Iswallowedawatermelon · 07/06/2014 00:23

Yabvu

You interfered and I would be annoyed if I was your dh.

If I was the parent doing the bath bed etc routine and dh came and did that I would say to him that he can come and take over completely and finish the job! Hmm Hmm and leave him to it!

Step back and don't interfere unless you are asked for help.

MollyHooper · 07/06/2014 00:44

Really Iswallowed?

If you DH came to check on his upset child and help out you would huff off?

Why?

Iswallowedawatermelon · 07/06/2014 00:59

Yes if he just came in to comfort and then disappeared again quickly afterwards. I would be annoyed.

If he came and stayed to help that would be fine. Or if he asked me (nicely) if I wanted him to take over that would be fine as well.

But I would annoyed with him dropping in and then out so quickly.

TulipOHare · 07/06/2014 01:07

The child was what I call TBAR (tired beyond all reason).
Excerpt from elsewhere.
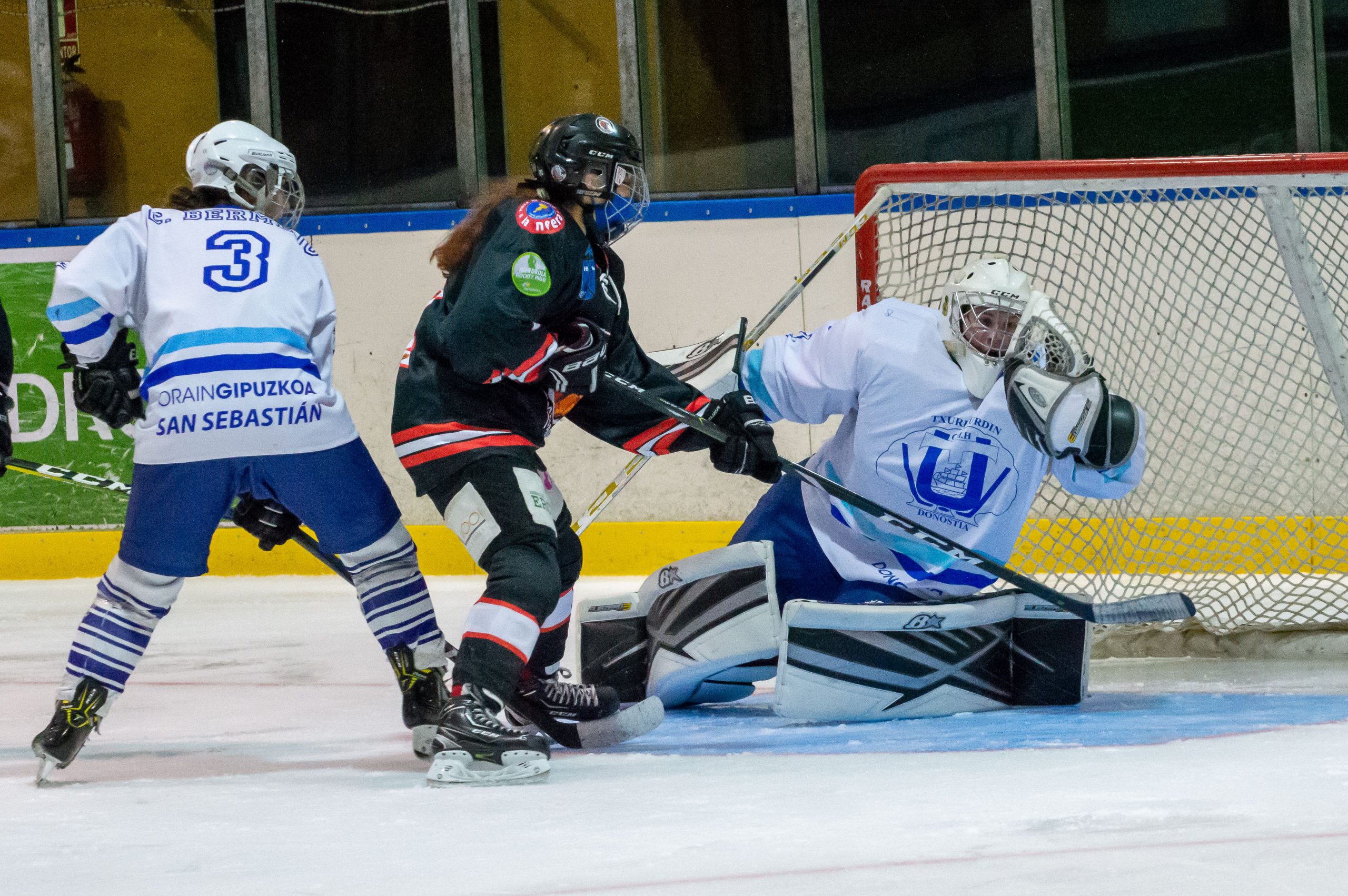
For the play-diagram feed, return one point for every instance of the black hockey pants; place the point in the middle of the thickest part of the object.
(513, 521)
Everything else is moot.

YANBU! I would (and have, many times) done the same. Pointless to stand on points of principle or quibble about precedents and He Must Learn ( Hmm )when a baby / child is in that state.

DupontetDupond · 07/06/2014 01:30

I think YWBU to intervene.

I think your DH is being childish to give you the silent treatment though.

If ever this happens with our DCs, we have a deal where we always let the parent deal with it who is dealing with it IYSWIM, help can always be requested if parent dealing decides they need it. A united parenting approach is important I think, where on parent back up the other in front of the DC (afterwards differences/parenting strategies can be sorted out)

I love my kids - but they're kids and they are not the boss of the house - parents are - and they need boundaries and to know they can't have a paddy and play one parent off against the other. I'd have let DH deal and put DC to bed and let DC blow themselves out if need be. Then have a chat with DH after.

I understand the instinct to go and comfort but in the long term, having an inconsistent (good cop bad cop) parenting could build up behaviour that bites you on the arse.

CarbeDiem · 07/06/2014 02:24

Ywbu to undermine your dh.
Maybe you could have told ds to wait until daddy finished the bath and get pj's on and mummy would come up to read a story. It's different to going up wanting to take over.
It certainly will bite you on the arse if you do this regularly.
Your dh is being a dick for the silent treatment btw.